As you already understand the post URLs, at that point you require to add that to a post_data object.
For scraping the post texts, you require to get the post key elements, as follows:
try: post_text_element = post_bs.find('div', id='u_0_0').div string_groups = [p.strings for p in post_text_element.find_all('p')] strings = [repr(string) for group in string_groups for string in group] post_data['text'] = strings except Exception: post_data['text'] = []
Then you search for a div having all text, however these elements can have many (p) tags having text so that you repeat overall as well as scrape the text.
Then, you scrape post media URLs. Facebook posts have either video or images or even that might be only the text:
try: post_data['media_url'] = post_bs.find('div', id='u_0_0').find('a')['href'] except Exception: post_data['media_url'] = ''
In the end, call a function extract_comments for scraping remaining data:
try: post_data['comments'] = extract_comments(session, base_url, post_bs, post_url) except Exception: post_data['comments'] = []
The function is bigger for the tutorial so here you repeat over the while loop till there are more comments extracted:
def extract_comments(session, base_url, post_bs, post_url): """Extracts all coments from post """ comments = list() show_more_url = post_bs.find('a', href=re.compile('/story\.php\?story'))['href'] first_comment_page = True logging.info('Scraping comments from {}'.format(post_url)) while True: logging.info('[!] Scraping comments.') time.sleep(3) if first_comment_page: first_comment_page = False else: post_bs = get_bs(session, base_url+show_more_url) time.sleep(3) try: comments_elements = post_bs.find('div', id=re.compile('composer')).next_sibling\ .find_all('div', id=re.compile('^\d+')) except Exception: pass if len(comments_elements) != 0: logging.info('[!] There are comments.') else: break for comment in comments_elements: comment_data = OrderedDict() comment_data['text'] = list() try: comment_strings = comment.find('h3').next_sibling.strings for string in comment_strings: comment_data['text'].append(string) except Exception: pass try: media = comment.find('h3').next_sibling.next_sibling.children if media is not None: for element in media: comment_data['media_url'] = element['src'] else: comment_data['media_url'] = '' except Exception: pass comment_data['profile_name'] = comment.find('h3').a.string comment_data['profile_url'] = comment.find('h3').a['href'].split('?')[0] comments.append(dict(comment_data)) show_more_url = post_bs.find('a', href=re.compile('/story\.php\?story')) if 'View more' in show_more_url.text: logging.info('[!] More comments.') show_more_url = show_more_url['href'] else: break return comments
You require to be well aware that if you scrape the initial comments page or following pages then you can define the first_comment_page variables as True.

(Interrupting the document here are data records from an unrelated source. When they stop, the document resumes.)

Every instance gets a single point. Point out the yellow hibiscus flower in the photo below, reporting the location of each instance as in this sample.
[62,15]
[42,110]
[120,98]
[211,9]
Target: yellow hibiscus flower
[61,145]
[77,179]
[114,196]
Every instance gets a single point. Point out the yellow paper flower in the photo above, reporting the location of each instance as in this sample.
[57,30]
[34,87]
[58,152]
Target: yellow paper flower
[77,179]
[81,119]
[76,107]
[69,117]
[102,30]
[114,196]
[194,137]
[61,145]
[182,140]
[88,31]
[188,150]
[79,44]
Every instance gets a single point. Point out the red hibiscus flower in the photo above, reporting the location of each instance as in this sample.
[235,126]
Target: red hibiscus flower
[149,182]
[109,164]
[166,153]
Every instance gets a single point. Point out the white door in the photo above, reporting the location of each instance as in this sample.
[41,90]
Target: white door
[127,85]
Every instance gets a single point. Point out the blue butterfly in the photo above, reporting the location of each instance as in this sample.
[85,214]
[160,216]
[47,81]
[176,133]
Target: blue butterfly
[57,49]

Just look in case there is any link of “View More Comments” as it will let us know if you are repeating over the loop or not:
show_more_url = post_bs.find('a', href=re.compile('/story\.php\?story'))['href']

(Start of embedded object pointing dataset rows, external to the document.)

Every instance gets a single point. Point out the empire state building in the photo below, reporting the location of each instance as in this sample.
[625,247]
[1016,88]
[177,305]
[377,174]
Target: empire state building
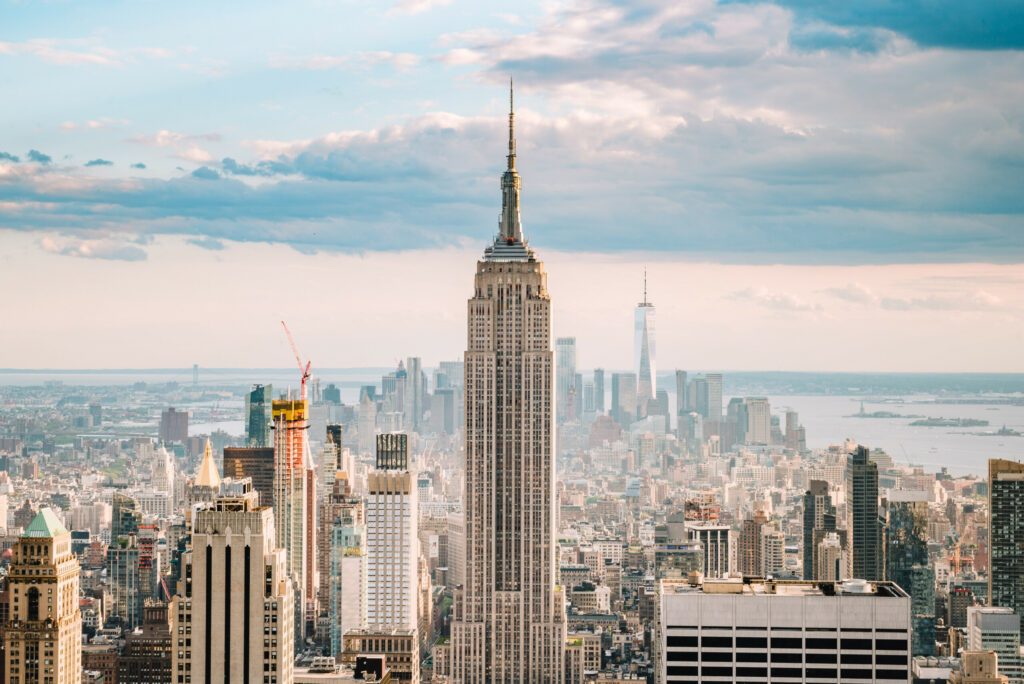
[509,620]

Within the key loop of a function, initially you need to check values of first_comment_page, in case, it is True, you scrape comments from the current page, or you make the requests to URL of “View More Comments”:
if first_comment_page: first_comment_page = False else: post_bs = get_bs(session, base_url+show_more_url) time.sleep(3) Value 1,229.01 Mil.Baht
After that, choose all HTML elements which have comments. You require to perform a second clicking on a comment and you will observe that every comment is within the div having the 17-digit ID:
By understanding this, you can choose all elements like this:
try: comments_elements = post_bs.find('div', id=re.compile('composer')).next_sibling\ .find_all('div', id=re.compile('^\d+')) except Exception: pass if len(comments_elements) != 0: logging.info('[!] There are comments.') else: break
In case, you are unable to get elements, it means that no elements are there. Now, for all comments, you need to make the OrderedDict object where you would save data from the comment:
for comment in comments_elements: comment_data = OrderedDict() comment_data['text'] = list() try: comment_strings = comment.find('h3').next_sibling.strings for string in comment_strings: comment_data['text'].append(string) except Exception: pass try: media = comment.find('h3').next_sibling.next_sibling.children if media is not None: for element in media: comment_data['media_url'] = element['src'] else: comment_data['media_url'] = '' except Exception: pass comment_data['profile_name'] = comment.find('h3').a.string comment_data['profile_url'] = comment.find('h3').a['href'].split('?')[0] comments.append(dict(comment_data))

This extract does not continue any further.